The paradigm of "detoxifying at the data source" shifts the strategic framing of detoxification—from post-training/inference-time patching to root-cause treatment before pretraining.
SoCD's adaptive top-\(k\) suppression is an elegant engineering design: only the most toxic dimensions are intervened upon, while all others are preserved intact.
Multi-temperature sampling with fusion reranking provides a practical mechanism for Pareto-optimal selection on the semantic–safety trade-off.

Limitations & Future Work¶

Training a toxic small model for each dataset is required, which, though low-cost, increases pipeline complexity.
Out-of-distribution toxicity (types not covered by the training data) may not be effectively addressed.
Detoxified corpora may alter original authorial intent in certain edge cases.
Future work could explore adaptive detoxification methods that do not require a dedicated toxic small model.

vs. DExperts: Performs inference-time logit ensembling, which cannot fundamentally eliminate toxicity; HSPD removes toxicity at the data source.
vs. DAPT: Requires post-training adaptation with additional computation and does not fully eliminate toxicity; HSPD operates before training.
vs. UniDetox: Data distillation still requires post-training application; HSPD directly replaces the original data.
vs.

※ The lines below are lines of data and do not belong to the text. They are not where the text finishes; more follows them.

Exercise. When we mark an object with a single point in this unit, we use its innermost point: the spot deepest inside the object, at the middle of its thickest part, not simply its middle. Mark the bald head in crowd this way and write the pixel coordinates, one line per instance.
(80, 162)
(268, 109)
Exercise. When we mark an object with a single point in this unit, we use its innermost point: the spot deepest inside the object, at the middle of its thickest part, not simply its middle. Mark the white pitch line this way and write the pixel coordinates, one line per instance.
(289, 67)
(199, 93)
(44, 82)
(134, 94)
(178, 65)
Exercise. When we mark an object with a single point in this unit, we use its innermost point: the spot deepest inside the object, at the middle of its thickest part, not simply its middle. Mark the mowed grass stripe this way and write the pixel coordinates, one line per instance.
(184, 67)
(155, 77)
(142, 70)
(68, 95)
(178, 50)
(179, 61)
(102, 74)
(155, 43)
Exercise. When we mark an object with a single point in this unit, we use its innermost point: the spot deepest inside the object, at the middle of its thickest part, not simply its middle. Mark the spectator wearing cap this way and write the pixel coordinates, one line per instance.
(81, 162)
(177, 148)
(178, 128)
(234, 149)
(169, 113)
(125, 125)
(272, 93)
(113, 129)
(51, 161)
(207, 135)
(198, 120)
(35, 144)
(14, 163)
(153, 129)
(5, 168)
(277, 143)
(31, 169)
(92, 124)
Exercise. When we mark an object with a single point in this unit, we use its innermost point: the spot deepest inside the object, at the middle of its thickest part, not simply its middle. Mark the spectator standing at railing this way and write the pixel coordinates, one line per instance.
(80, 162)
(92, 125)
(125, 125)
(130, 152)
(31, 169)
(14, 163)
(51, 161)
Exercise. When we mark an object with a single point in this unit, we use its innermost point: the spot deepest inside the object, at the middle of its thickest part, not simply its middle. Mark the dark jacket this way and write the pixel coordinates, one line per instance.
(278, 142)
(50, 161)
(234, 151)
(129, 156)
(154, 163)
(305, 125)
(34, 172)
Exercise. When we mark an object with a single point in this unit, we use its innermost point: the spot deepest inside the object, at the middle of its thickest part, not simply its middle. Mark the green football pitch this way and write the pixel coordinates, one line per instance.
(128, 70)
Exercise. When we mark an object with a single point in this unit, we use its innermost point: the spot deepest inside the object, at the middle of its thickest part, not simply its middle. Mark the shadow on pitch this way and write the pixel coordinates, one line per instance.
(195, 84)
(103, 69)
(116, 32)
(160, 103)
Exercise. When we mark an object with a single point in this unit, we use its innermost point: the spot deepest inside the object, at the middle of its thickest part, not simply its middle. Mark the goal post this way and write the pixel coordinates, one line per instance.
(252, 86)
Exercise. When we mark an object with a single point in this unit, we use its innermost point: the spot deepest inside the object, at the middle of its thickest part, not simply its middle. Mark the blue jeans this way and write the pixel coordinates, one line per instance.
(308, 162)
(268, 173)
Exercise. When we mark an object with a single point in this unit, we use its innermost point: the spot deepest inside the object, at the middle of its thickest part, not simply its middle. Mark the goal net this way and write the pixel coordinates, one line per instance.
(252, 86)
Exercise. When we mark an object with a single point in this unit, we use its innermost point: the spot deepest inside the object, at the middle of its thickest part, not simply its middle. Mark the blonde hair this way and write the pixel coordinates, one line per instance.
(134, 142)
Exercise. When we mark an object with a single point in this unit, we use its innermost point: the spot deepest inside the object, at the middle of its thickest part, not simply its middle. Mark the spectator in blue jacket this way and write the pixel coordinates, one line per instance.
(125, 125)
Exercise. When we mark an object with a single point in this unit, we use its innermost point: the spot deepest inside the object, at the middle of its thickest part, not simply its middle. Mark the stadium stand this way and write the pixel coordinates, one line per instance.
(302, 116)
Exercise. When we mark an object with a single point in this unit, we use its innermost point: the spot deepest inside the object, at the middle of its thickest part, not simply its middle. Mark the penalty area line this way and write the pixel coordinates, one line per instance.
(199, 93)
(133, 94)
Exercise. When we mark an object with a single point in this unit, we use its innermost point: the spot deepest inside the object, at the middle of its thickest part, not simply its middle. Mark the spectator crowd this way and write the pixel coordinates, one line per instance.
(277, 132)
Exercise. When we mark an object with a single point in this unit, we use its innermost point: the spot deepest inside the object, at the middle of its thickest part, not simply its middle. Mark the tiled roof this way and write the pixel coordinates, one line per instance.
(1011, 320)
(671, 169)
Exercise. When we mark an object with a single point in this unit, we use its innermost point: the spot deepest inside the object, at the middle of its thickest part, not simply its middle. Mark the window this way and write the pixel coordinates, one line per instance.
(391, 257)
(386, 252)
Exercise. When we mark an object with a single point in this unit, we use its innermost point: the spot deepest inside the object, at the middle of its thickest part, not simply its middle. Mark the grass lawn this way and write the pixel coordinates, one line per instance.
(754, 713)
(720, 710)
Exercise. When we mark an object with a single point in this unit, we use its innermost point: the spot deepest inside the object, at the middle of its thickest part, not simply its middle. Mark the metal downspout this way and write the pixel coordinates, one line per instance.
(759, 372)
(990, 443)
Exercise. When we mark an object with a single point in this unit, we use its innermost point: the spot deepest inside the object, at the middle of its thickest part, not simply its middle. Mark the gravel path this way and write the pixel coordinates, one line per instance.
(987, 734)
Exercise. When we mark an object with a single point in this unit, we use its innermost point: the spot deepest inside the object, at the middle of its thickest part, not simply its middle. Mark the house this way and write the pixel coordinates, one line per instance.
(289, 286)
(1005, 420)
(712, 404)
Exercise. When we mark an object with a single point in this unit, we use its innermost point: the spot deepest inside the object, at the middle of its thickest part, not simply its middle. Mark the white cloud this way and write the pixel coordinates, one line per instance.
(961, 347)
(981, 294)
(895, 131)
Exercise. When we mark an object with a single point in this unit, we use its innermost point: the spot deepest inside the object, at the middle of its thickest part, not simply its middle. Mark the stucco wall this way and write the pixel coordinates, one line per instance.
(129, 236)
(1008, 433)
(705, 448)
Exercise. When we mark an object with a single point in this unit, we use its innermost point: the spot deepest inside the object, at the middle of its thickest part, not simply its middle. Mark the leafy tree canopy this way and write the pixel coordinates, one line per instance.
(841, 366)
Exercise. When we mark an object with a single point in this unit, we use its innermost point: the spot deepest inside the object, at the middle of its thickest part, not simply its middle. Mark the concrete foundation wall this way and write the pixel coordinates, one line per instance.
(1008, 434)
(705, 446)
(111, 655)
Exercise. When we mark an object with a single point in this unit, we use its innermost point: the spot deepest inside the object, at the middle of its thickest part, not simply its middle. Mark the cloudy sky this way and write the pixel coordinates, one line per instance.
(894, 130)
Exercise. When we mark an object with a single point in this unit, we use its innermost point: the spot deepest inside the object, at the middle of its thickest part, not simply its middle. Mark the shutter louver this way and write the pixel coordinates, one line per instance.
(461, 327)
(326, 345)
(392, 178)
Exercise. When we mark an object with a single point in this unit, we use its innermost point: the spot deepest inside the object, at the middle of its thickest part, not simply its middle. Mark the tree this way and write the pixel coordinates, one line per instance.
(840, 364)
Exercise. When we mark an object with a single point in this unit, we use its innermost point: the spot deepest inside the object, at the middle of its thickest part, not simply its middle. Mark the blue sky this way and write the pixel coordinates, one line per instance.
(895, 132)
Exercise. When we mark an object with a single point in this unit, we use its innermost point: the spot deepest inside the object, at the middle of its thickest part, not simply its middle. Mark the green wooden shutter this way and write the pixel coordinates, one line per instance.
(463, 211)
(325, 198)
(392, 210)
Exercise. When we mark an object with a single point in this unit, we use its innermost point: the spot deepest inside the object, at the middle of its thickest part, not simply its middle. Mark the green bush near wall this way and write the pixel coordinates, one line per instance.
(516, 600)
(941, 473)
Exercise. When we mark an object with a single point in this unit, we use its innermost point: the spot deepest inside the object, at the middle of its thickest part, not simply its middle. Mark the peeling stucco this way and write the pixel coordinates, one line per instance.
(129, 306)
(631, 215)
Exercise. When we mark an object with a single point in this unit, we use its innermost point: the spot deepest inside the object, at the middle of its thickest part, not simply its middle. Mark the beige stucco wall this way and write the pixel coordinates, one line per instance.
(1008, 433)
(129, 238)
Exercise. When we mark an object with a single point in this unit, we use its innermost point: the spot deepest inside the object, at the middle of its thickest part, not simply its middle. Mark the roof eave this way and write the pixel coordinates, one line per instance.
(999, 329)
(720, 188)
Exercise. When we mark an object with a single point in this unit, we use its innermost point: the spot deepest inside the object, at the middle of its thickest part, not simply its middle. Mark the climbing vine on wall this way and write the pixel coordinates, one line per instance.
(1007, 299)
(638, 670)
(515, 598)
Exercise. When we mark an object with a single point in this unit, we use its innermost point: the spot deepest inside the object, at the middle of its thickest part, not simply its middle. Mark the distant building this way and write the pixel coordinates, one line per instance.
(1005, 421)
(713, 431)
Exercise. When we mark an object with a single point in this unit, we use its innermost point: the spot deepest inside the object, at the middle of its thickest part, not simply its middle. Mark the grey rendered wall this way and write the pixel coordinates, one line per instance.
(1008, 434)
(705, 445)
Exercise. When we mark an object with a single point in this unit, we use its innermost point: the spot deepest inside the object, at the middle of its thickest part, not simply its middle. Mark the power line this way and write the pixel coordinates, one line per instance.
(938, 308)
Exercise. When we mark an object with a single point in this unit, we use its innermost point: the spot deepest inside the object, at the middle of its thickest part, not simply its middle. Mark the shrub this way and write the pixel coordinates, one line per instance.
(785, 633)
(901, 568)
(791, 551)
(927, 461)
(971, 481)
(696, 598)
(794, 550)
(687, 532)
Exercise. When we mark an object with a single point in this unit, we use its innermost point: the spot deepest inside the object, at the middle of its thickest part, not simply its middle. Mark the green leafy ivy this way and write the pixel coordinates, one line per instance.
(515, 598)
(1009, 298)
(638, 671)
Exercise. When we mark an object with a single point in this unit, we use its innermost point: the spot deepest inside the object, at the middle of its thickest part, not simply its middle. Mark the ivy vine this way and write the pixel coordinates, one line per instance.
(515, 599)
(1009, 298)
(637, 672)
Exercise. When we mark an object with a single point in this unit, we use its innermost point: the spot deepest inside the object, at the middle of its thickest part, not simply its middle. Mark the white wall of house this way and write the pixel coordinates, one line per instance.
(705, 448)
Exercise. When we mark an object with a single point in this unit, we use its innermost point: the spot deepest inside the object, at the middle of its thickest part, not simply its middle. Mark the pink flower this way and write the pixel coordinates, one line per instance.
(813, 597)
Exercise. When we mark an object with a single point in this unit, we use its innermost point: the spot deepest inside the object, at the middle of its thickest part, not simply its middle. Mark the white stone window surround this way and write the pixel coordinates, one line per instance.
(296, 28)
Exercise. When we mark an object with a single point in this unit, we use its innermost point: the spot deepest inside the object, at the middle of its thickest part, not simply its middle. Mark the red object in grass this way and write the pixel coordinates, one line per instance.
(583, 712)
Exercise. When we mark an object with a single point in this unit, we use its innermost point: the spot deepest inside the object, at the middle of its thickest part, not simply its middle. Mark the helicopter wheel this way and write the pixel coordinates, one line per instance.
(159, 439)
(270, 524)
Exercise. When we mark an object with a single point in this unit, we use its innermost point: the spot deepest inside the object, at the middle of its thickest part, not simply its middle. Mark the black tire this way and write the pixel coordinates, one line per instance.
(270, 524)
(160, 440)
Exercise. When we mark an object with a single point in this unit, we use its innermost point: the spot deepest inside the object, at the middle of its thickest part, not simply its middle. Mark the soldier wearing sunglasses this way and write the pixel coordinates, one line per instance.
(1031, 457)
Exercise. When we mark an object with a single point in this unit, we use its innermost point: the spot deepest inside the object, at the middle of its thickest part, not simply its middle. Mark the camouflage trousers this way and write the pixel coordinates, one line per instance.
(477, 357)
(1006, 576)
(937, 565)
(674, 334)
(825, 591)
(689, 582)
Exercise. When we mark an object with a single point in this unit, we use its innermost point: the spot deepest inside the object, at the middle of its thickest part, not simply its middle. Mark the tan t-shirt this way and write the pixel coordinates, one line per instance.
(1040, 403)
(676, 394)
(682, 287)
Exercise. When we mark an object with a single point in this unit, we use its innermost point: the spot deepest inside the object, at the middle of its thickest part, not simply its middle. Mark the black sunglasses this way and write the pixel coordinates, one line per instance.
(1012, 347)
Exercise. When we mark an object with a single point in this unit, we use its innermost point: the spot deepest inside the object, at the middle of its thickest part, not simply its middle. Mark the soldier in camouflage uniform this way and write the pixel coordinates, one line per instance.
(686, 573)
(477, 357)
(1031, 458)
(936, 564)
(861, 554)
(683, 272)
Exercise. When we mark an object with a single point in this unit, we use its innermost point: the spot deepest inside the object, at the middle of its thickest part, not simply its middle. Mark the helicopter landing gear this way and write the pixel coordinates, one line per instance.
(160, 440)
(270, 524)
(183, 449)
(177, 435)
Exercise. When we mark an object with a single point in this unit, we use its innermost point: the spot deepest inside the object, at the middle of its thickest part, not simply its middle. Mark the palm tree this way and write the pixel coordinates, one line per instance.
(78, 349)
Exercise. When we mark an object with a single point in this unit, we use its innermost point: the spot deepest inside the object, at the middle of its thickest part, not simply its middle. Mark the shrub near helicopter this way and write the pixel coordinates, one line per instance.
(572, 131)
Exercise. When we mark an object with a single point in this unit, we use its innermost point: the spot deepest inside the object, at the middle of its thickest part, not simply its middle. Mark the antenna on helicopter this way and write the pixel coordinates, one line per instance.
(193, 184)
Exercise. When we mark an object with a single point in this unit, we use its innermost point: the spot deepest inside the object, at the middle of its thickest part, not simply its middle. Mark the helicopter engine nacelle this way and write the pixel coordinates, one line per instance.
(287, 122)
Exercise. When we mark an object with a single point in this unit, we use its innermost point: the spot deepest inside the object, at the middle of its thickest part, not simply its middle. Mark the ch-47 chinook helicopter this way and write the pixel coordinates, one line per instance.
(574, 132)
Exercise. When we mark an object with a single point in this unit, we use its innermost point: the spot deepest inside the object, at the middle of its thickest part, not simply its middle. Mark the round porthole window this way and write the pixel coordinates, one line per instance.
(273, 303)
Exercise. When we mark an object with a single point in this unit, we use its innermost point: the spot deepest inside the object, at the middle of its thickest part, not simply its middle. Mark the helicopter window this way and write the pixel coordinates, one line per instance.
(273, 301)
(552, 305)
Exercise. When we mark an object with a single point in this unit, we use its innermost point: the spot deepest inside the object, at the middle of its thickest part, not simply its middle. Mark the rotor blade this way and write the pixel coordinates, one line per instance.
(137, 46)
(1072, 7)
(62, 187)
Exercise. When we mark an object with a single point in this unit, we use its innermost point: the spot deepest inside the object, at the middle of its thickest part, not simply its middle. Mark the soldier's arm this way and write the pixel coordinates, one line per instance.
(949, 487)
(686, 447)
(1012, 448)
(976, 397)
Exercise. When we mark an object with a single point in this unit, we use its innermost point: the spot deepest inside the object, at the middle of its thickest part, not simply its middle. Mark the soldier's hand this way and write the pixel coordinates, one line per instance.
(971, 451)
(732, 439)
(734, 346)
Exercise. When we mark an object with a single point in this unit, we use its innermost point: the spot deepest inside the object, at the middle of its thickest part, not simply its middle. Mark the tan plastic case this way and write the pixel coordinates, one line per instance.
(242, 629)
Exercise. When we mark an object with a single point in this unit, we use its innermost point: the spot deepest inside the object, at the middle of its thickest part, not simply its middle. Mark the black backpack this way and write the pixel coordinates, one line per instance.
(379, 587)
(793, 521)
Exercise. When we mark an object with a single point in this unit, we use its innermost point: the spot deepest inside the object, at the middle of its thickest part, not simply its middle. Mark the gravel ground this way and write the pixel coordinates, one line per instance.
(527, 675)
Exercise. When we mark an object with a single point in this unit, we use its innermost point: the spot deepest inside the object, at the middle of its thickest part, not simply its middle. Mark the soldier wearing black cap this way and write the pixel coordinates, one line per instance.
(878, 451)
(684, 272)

ParaGeDi: Achieves semantics-preserving rewriting but operates at inference time; HSPD applies rewriting to the corpus itself.

Rating¶

Novelty: ⭐⭐⭐⭐ The data-level detoxification paradigm is novel, and SoCD constitutes an effective improvement over contrastive decoding.
Experimental Thoroughness: ⭐⭐⭐⭐⭐ Validated across four models with multiple ablations and dual evaluation of detoxification quality and semantic preservation.
Writing Quality: ⭐⭐⭐⭐ Method is clearly described with a well-motivated pipeline design.
Value: ⭐⭐⭐⭐ Offers a practical solution for addressing LLM toxicity at the data source.